Whole grain and alternative grain flours have a reputation as heavy and boring, somehow mysterious and for favouring nutrition over taste.
But I grew up with atta as a staple – the wholemeal flour made from hard wheat used for rotis, chapatis, parathas and the like. My mother and grandmother made such flatbreads almost daily. I never realized they were supposed to be good for me; I only thought of them as tender and especially good with ghee. My father has made bread since I was in my teens as well.
I think it was the proximity of bread and baking, and the collection of flour bins in my childhood kitchen, that inspired an experimental attitude with flours I’ve carried into adulthood.
And these days, Canadian baking aisles and bulk-food stores boast a multitude of flours, from double 00 durum to spelt, rye, buckwheat and more.
Shira McDermott, co-founder of Flourist, a dry-goods company offering freshly milled flours, has seen a steady growth in business since it started milling its own flour, but a marked uptick in the past six months. (Formerly known as Grain, it sells primarily online, with routine pop-ups in Vancouver; it will open its first brick-and-mortar shop this spring.)
As consumers we rarely consider the type of wheat we are using in standard flours, but just as a red delicious apple has different characteristics from a Honeycrisp, the same is true with wheat. With so many flours available, and without an understanding of how they will perform in cooking and baking, it can be difficult to know where and how, to begin.
“We always suggest people start with our Sifted Red Spring Wheat Flour if they are baking any kind of bread and, if not, the Sifted Red Fife Wheat Flour," McDermott says. "These flours are the closest to the commercially available all-purpose flours on the market. In nine out of 10 home-baking situations, recipes can be made using a 1-for-1 ratio [substituting our flours for a basic all-purpose flour].”
Both flours are made from varieties of modern wheat, using the whole grain but sifted so that the texture resembles that of commercial all-purpose. “Red spring and red fife are versions of the same wheat variety,” McDermott continues. “The real difference we find is in the handling. The gluten is more forgiving in the red fife, which is perfect for achieving a delicate crumb in everyday baking like quick breads and cakes. … For baking bread, we always recommend starting with the Sifted Red Spring Wheat Flour, since the gluten structure is stronger and it responds really well to kneading and folding.”
Exceedingly popular in Europe rye flour produces denser baked goods. It has a distinctive taste, well-suited to sourdoughs and a surprising match to chocolate.
Einkorn is an ancient grain, with a different molecular structure than modern wheat. As such, it is best suited for scones, cakes and muffins – items in which gluten development is not essential. McDermott describes its flavour as “savoury and nutty” and recommends it for pastry dough.

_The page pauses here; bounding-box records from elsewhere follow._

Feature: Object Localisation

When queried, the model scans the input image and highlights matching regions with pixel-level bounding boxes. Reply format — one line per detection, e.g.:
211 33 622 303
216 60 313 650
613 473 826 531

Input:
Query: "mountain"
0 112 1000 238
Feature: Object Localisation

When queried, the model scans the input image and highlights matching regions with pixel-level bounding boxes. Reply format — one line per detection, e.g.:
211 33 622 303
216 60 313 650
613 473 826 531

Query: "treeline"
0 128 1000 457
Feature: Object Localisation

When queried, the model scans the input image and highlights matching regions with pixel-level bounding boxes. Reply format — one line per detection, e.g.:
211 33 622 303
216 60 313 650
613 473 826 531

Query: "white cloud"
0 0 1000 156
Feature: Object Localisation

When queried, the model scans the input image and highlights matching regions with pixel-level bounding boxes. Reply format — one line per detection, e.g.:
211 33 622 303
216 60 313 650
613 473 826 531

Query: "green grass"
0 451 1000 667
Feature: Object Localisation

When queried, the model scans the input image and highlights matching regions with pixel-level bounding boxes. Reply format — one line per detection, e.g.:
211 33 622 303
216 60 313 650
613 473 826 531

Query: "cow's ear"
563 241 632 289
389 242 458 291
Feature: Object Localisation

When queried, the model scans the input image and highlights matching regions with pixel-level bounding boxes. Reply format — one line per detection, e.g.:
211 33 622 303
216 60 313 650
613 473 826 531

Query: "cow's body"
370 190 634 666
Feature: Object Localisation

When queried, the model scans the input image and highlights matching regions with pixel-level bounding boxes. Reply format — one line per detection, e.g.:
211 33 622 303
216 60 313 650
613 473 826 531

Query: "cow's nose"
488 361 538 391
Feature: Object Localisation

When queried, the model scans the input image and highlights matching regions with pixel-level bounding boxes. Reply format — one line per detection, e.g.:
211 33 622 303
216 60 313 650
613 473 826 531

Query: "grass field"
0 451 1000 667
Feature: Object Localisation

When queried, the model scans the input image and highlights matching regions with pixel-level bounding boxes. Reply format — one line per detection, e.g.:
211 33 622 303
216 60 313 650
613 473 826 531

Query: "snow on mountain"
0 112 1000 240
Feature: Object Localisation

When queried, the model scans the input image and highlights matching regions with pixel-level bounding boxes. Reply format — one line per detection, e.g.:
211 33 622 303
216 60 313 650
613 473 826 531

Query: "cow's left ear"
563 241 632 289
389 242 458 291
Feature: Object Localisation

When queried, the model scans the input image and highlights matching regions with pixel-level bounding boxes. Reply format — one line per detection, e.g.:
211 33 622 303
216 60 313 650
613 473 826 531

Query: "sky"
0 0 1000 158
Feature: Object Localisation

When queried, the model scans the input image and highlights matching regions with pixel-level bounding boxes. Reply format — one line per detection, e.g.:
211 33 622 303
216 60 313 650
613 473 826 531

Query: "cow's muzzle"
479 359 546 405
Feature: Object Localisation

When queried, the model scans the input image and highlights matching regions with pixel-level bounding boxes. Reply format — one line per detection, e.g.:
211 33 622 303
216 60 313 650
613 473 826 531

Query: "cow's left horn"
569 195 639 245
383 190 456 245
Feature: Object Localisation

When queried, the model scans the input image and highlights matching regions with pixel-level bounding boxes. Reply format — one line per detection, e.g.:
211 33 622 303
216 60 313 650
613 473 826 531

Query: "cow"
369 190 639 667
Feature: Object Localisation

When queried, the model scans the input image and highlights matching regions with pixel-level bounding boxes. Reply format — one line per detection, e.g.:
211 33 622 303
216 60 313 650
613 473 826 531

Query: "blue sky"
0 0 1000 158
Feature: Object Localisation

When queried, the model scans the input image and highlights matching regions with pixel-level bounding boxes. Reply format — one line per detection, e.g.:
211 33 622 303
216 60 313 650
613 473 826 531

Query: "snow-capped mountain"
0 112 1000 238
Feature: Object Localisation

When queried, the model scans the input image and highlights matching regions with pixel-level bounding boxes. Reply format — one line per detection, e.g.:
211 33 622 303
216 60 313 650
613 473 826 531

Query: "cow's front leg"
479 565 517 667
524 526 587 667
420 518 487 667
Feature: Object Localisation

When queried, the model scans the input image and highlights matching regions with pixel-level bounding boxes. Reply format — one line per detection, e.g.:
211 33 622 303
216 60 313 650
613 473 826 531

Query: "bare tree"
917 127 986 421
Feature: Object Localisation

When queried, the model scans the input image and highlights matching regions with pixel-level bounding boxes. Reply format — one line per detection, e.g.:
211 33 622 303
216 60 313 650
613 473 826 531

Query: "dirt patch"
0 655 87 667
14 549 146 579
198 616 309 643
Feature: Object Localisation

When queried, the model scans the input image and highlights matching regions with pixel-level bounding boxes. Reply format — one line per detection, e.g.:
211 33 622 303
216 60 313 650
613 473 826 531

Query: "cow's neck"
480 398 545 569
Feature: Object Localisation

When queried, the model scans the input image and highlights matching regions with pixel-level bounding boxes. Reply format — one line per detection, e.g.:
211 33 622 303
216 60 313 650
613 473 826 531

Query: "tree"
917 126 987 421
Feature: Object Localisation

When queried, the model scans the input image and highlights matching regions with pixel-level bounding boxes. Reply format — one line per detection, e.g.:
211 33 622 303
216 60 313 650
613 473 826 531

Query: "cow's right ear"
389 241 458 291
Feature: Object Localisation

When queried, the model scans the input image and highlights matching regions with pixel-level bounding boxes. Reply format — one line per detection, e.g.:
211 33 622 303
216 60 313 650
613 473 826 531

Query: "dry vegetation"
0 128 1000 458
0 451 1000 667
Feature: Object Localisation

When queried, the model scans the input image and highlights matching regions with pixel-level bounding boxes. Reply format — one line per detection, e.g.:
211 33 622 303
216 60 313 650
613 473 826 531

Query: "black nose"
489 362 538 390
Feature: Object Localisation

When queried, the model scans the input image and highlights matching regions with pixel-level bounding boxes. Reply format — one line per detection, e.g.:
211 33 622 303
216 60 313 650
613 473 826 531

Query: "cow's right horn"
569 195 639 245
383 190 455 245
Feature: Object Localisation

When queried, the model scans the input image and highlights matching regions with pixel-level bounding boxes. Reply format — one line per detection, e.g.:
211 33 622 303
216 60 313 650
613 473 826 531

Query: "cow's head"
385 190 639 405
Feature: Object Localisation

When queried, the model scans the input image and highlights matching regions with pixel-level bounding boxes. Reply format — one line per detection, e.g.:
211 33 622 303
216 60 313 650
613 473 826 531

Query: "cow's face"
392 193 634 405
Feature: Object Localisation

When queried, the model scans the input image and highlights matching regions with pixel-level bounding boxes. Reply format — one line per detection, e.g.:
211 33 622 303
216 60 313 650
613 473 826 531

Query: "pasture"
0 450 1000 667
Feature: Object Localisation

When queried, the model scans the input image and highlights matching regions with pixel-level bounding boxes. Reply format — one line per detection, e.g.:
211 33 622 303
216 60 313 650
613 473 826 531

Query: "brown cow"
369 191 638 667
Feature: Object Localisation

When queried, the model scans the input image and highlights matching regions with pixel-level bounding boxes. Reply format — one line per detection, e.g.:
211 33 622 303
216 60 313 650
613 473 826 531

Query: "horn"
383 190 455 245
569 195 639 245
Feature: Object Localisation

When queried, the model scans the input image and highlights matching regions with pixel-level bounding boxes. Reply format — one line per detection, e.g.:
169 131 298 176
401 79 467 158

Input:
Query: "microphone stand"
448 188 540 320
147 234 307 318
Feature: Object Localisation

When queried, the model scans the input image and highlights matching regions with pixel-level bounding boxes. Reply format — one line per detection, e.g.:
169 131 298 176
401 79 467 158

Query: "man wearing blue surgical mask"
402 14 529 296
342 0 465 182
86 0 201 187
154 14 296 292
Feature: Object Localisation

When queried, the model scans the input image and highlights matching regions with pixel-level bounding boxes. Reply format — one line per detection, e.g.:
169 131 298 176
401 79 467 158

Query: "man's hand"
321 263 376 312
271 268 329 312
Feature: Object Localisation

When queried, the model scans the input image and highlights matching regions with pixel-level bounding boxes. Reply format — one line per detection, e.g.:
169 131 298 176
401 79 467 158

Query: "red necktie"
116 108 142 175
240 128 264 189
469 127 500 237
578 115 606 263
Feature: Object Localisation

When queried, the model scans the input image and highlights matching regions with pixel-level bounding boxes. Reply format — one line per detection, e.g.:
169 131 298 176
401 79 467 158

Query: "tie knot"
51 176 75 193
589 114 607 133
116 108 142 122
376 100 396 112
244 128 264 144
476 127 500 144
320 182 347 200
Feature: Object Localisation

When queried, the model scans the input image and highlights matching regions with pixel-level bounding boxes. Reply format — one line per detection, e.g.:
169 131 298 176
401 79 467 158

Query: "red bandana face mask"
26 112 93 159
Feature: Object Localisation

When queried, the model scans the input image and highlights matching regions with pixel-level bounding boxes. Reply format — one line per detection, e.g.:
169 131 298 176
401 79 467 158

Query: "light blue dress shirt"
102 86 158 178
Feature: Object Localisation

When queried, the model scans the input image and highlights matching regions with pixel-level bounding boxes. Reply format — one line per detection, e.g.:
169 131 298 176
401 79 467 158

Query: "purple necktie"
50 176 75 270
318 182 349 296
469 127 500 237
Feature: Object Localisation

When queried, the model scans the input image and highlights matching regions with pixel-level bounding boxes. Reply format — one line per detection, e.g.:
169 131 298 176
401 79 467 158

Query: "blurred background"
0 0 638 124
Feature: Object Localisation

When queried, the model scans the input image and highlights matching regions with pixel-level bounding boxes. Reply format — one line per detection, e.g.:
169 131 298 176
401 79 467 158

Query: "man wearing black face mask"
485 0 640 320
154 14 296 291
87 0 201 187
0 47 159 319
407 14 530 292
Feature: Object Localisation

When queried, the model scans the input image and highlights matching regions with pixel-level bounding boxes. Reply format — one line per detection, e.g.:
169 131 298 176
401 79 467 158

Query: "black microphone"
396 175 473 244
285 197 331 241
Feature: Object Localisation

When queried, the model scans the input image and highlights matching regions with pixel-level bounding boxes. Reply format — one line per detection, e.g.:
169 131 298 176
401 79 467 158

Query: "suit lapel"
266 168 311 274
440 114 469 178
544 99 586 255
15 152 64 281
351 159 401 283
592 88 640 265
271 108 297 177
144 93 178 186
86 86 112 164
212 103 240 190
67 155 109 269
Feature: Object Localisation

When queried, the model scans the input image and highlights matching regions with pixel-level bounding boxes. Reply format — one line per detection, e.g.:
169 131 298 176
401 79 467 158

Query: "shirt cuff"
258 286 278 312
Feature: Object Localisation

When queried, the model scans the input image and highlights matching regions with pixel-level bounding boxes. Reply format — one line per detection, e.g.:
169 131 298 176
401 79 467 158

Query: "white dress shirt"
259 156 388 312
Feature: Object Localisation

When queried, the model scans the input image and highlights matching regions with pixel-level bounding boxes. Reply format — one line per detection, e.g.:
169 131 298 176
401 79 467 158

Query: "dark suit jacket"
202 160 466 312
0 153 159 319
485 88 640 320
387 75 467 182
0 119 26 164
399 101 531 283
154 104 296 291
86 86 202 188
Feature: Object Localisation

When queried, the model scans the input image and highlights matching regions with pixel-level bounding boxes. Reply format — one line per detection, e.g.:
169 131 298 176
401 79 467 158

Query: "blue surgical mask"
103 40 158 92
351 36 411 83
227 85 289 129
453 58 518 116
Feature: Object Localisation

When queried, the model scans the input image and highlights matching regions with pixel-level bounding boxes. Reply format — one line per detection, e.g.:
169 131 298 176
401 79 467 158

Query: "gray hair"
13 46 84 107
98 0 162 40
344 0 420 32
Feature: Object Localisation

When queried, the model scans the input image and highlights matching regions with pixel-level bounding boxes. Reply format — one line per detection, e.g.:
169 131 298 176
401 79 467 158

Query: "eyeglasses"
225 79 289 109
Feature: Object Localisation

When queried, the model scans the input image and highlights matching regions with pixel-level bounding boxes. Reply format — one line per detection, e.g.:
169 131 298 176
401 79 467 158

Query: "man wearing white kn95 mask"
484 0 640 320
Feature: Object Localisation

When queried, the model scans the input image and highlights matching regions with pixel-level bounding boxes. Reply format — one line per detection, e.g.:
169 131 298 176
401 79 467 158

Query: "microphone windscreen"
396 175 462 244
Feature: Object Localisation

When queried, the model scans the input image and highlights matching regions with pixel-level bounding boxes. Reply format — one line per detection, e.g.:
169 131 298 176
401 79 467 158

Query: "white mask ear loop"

“Spelt is a grain that is also quite popular,” she says. “… Spelt is really delicious in crackers, shortbread and simple recipes like cookies.”
Spelt is often mistaken as gluten-free. It is not, though it has less gluten than modern wheat. The gluten it has is water soluble and much more fragile. Some with gluten sensitivities thus find it easier to digest, but it is not an option for those with intolerance or celiac.
Teff flour, from a grass native to Ethiopia and Eritrea, is the foundation of injera, the delightfully airy, crêpe-like flatbread made with a lightly fermented batter. With its mild sweetness and lack of gluten, teff is my secret for fudgy brownies in recipes that only use a small amount of flour. (Flour-heavy recipes may need the gluten for structure; a portion of buckwheat is a brilliant addition in those.)
Buckwheat flour is probably most associated with blinis and Breton galettes. Buckwheat is intense, with a bitter depth. It is also a grass and gluten-free; its groats can be made into porridge called kasha and the flour can be paired with wheat flour for pancakes and waffles.
Another gluten-free flour is chickpea (also known as gram, cici and besan). It has a subtle legume grassiness and takes on a nutty edge when fried. It is commonly used in griddle cakes such as Ligurian farinata and Provençal socca. I keep it on hand for pakoras or bhaji, Indian vegetable fritters with a tempura-like batter.
I’ve started to sneak a mix of flours into my recipes. Sometimes with an eye on nutrition, but equally with an aim for a certain texture or hint of flavour that a white flour won’t deliver. So, it’s a scoop of buckwheat in my banana bread, rye flour in chocolate muffins or spelt in cookies like those I’m offering today.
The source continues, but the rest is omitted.